Buyurun size Türkiye gündemi…Buyurun size Türkiye’nin özeti…
Türkiye’de elinde bıçakla dolaşan tonlarca tam bağımsız ruh hastaları vardır ve dolmuşa binmek çok tehlikelidir.
Dolmuşa binmek tehlikeli olduğu gibi, kartopu oynamakta tehlike arz etmektedir.
Şu lapa lapa kar yağarken elimize alıp top haline getirdiğimiz, çocukluk günlerimizin masumane oyunu varya, işte o oyunu oynarken, attığınız kartopu kazara birinin penceresine gelirse ve şansınıza bir ruh hastasına denk gelmişseniz, kalbinizden bıçaklanabilir ve tam orada içinizdeki çocukla beraber can verebilirsiniz.
Ve geriye ne kalır…
Sütünü içirdim, harçlığını verdim, okula yolladım diyen, kızı hunharca öldürülmüş bir anne kalır…
Ve kartopu oynadığı için kalbinden bıçaklanmış bir gazeteci kalır.
Ve, 'Yeter artık kızımın üzerinden idam tartışmaları yapmayın' diyen yüreği yanık bir baba kalır.
Günlerdir Özgecan’la yatıp,Özgecan’la kalkıyoruz. Protestolar, yazılanlar, çizilenler, 'Erkekliğimizden utanıyoruz' diyen erkekler, geçmişte başına gelen taciz ve tecavüz olaylarını deşifre eden ünlü ve ünsüzler inanıyorum ki çok samimiler. İnanıyorum ki çok üzgünler ve yürekleri paramparça.
Ama üzülerek söylüyorum, Özgecan mevzusu maalesef bir milad değil sayın okuyucu.
Özgecan’dan sonra bir çok şey değişecek umudu taşıyanlara cevabım, hayır hiç bir şey değişmeyecek,çünkü, bu ülkede hayat zaten ucuzdu, mevcut iktidarda daha da ucuzladı, şiddet ve tecavüz olağan hale geldi.

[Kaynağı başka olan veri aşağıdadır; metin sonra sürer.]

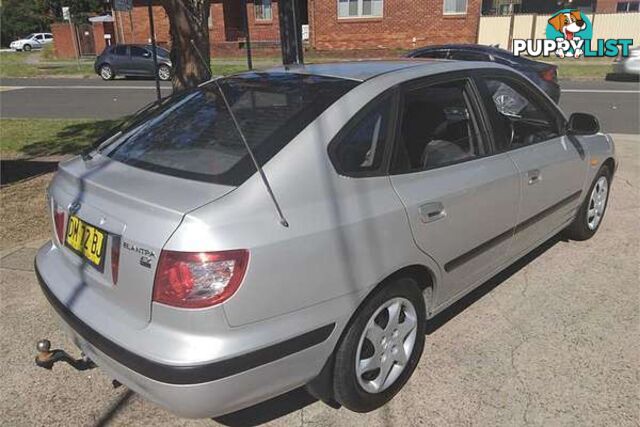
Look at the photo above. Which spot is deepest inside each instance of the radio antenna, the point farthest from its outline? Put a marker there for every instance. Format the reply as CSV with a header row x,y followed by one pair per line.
x,y
265,181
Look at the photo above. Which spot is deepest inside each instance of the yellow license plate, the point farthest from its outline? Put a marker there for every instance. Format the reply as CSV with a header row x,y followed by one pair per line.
x,y
86,240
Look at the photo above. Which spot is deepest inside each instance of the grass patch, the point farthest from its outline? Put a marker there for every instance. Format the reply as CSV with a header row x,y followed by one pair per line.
x,y
31,64
46,137
584,71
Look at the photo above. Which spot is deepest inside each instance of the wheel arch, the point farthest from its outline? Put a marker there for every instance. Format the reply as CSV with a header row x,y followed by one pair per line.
x,y
322,386
611,164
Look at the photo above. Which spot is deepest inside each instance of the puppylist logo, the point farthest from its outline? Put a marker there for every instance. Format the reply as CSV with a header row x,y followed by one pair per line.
x,y
570,34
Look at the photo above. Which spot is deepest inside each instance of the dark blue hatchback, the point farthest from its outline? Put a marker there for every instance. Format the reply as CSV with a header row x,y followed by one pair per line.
x,y
132,60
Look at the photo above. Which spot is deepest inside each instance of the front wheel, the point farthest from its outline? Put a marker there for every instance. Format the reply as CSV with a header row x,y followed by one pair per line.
x,y
381,347
591,212
164,73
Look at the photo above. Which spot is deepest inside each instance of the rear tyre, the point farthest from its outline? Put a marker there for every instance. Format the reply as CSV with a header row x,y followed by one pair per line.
x,y
591,212
106,72
164,73
381,347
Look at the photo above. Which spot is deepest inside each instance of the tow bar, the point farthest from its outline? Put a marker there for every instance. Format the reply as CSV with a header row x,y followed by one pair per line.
x,y
46,357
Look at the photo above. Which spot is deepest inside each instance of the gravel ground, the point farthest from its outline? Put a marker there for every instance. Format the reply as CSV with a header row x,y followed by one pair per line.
x,y
554,340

Özgecan cinayetinden duydukları acıyı ifade edip, bundan sonra alınabilecek önlemleri ekranlarda anlatanlar mecliste çekiçle birbirlerini yaralayıp hastanelik ediyorlar.
Bu ülkede;
Dolmuşa binmeyeceksin…
Kızlı/erkekli dolaşmayacaksın…
Ekmek almayacaksın…
Kartopu oynamayacaksın…
Hamile sokağa çıkmayacaksın…
Ve asla muhalif olmayacaksın…
Aksi halde her an bıçaklanabilirsin, hunharca öldürülebilirsin.